Personal tools
You are here: Home LINC Lab Available Data

Available Data

Information about the data available to the LINC users

Introduction

Over the past few years, the members of the LINC group have been collecting and generating data for their experiments.   This page will try to summarize the available data.

Note About Path Information

When directory information is given, it is given as if the users are accessing the data via the CACS or LINC Linux Machines.

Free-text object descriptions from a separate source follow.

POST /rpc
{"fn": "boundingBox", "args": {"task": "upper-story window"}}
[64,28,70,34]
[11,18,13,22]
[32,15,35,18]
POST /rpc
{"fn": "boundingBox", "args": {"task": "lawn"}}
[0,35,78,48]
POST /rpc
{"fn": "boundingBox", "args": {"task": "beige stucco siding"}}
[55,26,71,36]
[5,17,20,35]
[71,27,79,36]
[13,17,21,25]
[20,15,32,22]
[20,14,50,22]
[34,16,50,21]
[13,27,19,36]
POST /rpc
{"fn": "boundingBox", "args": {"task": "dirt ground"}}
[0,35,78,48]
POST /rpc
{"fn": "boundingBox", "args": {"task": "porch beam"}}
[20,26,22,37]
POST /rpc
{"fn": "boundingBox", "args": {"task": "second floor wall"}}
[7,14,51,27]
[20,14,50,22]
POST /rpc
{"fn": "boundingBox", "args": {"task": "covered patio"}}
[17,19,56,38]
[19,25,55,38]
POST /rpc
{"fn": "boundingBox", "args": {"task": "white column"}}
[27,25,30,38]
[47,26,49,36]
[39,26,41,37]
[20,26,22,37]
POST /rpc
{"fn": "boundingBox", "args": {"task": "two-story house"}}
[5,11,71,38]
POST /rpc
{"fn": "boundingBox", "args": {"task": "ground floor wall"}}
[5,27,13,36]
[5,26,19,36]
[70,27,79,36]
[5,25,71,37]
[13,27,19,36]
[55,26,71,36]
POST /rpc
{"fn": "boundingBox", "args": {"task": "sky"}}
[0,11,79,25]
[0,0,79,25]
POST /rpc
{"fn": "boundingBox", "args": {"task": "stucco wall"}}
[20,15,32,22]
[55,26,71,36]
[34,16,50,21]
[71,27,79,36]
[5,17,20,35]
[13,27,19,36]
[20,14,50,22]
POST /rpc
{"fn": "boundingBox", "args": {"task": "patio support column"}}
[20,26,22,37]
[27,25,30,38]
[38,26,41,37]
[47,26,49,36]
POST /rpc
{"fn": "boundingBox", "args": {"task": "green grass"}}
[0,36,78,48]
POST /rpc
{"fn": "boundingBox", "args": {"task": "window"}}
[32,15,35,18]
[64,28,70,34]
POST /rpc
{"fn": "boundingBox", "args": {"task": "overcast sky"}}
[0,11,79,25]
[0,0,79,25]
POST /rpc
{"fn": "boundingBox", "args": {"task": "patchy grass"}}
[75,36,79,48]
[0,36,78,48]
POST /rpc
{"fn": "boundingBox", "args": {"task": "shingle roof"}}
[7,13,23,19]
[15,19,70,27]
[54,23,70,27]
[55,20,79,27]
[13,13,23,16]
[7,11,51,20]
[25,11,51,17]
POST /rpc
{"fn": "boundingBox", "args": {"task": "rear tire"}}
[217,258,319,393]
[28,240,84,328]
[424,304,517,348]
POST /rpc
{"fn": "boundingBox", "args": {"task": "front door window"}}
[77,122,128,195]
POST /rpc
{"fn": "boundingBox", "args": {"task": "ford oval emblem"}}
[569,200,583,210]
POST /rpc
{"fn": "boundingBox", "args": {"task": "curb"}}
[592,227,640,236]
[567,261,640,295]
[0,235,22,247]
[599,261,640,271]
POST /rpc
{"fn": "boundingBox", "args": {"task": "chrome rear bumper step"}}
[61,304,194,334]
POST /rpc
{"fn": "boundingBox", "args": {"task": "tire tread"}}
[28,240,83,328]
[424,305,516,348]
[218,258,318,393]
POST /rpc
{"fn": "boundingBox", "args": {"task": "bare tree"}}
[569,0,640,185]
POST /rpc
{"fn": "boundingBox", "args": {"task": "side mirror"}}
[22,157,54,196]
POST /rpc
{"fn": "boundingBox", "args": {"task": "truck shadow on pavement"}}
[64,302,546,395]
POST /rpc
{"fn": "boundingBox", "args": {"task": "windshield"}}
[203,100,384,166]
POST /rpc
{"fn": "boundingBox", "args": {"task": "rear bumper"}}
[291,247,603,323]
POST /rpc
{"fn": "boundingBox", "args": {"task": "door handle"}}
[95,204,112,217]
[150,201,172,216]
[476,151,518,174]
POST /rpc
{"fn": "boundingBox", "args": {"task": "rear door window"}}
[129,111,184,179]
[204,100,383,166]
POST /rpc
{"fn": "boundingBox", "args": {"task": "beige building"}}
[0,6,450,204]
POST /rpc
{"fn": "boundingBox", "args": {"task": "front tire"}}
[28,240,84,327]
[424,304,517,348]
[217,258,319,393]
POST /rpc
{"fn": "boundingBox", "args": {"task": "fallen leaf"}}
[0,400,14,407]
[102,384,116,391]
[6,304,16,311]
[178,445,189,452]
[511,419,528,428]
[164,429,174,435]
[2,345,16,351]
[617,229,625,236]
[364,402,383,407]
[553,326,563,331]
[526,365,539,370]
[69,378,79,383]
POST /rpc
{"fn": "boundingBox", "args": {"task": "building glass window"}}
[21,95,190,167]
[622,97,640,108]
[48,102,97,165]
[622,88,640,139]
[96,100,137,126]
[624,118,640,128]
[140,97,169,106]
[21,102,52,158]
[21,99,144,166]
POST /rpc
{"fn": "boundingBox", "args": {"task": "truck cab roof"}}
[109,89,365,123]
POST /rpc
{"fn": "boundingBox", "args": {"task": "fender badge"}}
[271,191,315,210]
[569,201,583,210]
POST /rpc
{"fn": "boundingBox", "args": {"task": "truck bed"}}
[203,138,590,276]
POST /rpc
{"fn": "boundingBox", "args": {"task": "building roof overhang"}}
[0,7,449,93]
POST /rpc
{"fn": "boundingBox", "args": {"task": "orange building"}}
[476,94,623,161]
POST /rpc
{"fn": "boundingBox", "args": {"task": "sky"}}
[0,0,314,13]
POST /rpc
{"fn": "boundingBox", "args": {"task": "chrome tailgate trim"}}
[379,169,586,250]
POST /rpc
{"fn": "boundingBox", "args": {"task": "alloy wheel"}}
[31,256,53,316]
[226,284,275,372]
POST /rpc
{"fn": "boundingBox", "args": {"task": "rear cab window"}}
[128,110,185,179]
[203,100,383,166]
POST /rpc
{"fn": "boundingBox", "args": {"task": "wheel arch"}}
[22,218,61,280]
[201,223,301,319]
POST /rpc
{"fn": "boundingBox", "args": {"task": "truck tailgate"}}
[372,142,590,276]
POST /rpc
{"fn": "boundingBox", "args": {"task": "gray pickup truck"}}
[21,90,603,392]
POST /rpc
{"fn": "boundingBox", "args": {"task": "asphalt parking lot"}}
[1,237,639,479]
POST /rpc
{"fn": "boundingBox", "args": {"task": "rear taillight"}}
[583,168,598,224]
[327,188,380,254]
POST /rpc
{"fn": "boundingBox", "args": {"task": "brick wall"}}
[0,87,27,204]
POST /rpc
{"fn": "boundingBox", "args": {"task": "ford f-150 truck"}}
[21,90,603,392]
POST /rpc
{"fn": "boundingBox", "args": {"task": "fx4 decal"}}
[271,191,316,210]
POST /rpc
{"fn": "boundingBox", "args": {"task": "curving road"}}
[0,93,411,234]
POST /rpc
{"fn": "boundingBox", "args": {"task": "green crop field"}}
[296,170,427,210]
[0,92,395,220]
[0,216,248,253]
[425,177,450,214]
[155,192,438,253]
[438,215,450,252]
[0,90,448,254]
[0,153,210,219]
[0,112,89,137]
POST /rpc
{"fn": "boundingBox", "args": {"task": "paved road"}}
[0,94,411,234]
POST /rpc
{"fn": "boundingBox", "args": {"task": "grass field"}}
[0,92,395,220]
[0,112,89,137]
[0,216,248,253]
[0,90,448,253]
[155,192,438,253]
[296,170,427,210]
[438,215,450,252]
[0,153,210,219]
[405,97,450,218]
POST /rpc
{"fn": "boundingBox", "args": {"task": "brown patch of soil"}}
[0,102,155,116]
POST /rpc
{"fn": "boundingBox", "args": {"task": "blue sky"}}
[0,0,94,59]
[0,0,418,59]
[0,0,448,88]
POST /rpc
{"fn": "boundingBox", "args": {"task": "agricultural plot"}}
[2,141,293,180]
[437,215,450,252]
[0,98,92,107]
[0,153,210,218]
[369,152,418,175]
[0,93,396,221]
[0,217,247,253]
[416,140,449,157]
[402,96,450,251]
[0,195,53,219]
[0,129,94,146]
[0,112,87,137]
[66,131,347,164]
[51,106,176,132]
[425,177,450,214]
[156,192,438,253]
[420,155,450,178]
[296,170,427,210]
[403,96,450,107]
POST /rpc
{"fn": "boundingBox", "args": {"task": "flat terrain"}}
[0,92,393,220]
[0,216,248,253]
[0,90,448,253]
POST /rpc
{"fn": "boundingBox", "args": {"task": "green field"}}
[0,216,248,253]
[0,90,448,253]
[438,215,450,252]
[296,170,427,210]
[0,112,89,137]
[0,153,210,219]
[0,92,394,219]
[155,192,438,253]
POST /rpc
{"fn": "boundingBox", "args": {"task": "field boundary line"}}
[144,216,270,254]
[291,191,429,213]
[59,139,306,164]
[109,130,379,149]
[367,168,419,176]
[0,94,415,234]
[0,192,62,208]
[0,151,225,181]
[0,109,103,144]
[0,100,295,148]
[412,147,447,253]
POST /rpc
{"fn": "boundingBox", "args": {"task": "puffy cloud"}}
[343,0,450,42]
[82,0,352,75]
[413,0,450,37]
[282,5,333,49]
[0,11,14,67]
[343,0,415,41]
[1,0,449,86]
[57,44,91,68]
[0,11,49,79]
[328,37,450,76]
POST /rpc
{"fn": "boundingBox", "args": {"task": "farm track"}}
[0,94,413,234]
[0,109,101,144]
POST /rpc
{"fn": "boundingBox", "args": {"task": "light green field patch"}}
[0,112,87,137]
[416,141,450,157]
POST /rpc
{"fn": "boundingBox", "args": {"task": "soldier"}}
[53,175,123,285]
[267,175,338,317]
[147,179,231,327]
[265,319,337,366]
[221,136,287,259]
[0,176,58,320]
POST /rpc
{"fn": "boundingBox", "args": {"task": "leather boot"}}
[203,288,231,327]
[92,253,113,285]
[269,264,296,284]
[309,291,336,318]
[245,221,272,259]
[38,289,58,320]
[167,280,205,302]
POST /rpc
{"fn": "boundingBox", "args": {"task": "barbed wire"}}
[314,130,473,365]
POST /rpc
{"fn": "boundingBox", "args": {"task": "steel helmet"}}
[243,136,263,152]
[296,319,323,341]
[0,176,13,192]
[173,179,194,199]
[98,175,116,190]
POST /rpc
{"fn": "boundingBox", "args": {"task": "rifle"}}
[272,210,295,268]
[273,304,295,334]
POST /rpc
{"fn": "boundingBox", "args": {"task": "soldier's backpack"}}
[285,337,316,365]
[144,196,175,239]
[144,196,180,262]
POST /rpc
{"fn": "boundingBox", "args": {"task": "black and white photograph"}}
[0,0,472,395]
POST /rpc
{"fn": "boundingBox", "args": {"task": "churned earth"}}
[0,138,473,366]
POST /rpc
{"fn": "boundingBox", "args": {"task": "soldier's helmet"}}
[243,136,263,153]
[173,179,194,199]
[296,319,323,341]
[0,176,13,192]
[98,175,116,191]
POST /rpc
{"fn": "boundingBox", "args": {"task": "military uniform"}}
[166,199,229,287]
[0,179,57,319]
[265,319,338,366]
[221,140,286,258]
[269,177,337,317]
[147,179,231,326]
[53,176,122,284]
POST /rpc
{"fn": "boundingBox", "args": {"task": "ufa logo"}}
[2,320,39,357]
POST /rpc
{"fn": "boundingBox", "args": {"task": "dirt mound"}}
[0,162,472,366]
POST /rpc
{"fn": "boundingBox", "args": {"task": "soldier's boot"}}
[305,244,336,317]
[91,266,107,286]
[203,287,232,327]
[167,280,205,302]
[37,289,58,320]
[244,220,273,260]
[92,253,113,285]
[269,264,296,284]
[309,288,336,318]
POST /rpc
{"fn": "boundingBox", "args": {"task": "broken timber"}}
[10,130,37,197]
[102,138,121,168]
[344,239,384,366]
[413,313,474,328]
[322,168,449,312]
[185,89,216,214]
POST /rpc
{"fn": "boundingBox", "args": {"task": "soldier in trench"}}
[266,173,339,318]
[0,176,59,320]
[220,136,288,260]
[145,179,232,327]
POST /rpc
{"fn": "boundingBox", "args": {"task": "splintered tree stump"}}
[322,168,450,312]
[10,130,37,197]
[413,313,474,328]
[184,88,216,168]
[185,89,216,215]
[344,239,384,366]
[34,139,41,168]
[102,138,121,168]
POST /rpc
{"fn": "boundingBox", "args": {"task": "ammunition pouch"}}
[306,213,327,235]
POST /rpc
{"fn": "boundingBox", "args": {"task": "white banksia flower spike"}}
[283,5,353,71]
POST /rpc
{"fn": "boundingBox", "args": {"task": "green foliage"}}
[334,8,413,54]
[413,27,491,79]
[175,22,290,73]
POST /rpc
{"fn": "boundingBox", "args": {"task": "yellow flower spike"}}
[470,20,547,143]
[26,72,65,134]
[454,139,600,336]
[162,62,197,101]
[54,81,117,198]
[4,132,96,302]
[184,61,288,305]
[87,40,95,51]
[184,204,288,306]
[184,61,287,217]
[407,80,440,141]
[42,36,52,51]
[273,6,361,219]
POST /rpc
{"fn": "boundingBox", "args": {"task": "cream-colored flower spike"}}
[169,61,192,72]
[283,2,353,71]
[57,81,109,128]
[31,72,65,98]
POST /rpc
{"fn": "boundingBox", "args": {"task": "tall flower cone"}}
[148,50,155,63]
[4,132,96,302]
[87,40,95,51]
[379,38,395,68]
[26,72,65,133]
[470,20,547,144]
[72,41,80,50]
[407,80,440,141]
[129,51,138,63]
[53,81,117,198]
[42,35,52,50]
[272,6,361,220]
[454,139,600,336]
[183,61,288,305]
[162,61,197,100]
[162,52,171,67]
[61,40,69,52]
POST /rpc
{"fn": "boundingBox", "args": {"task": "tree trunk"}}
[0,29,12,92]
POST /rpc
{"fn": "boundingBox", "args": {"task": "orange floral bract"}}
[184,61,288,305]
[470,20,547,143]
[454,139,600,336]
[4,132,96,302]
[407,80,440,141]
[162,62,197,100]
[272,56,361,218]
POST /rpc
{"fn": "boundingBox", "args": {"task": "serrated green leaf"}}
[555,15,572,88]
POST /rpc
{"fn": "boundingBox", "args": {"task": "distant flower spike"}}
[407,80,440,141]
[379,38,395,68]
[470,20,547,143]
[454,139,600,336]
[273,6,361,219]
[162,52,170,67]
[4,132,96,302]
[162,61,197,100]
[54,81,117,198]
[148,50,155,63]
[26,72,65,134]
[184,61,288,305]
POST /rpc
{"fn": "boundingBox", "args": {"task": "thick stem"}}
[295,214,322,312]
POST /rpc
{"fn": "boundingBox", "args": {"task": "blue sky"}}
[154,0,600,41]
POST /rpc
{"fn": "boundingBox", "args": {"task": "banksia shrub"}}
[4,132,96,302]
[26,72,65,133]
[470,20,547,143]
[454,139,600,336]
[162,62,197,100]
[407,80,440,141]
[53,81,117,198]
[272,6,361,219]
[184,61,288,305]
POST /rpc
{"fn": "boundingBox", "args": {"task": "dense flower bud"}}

To access the data via Windows, you would need to use the Samba mappings.  Please reference this page for more information.

Feature Based

XML - Beer

In addition, we have a small Beer database, acquired from the BeerSmith Brewing Company in 2007 that was been used in clustering experiments; primarily, to see if the beer styles and categories could be recovered.  This can be found at /nimbus/data/FeatureBase/Beer.

Imagery

Images, Various

A number of images have been acquired over the past years to test various image processing concepts.  At present, the images include:

  • 811 Images of Buildings
  • 16 Images of Interior Walls/Floors
  • 241 Aerial Images (sequence)
  • 525 Pairs of Images with Lidar Data
  • 1769 Pairs of Images without Lidar Data

These images are stored within the CACS network at /nimbus/data/Imagery/ImageArchives.

Images, Highway

As part of an ongoing project, we have access to over 400 Gigabytes of high resolution images taken of Louisiana Highways from the driver's point of view.  These images are available at /nimbus/data/Imagery/Highway.

Landsat

In 2005, a few of Landsat images were acquired as part of an image annotation experiment.  The raw imagery, the processed TIFF images, and the annotations can all be found, within the CACS network, at /nimbus/data/Imagery/Landsat

Images, Object Class Recognition

In Summer 2009, we downloaded 4 data sets from the Object Class Recognition Microsoft Research in Cambridge web page.  These four sets are

  • Database of thousands of weakly labelled, high-res images.
  • Pixel-wise labelled image database v1.
  • Pixel-wise labelled image database v2.
  • Pixel-wise labelled image database of textile materials.

 These image collections, along with the license information, can be found at /nimbus/data/Imagery/ImagesFromMicrosoft.

Image Annotation Sets

Two additional images exists, iaprctc12 and saiaprtc12, are available for those investigating image annotation.  The datasets can be found at"

  • iaprtc12: /nimbus/data/Imagery/iaprtc12
  • saiaprtc12: /nimbus/data/Imagery/saiaprtc12

Text

Reuters Corpus 1

This corpus is compose of about 810,000 news articles, written in English, collected from August 20, 1996  to August 19, 1997.  Each article has been tagged with respect to topic, industry association, and location.  This was acquired from NIST, at this site.  NOTE: You must see talk to Dr. Raghavan to use this dataset.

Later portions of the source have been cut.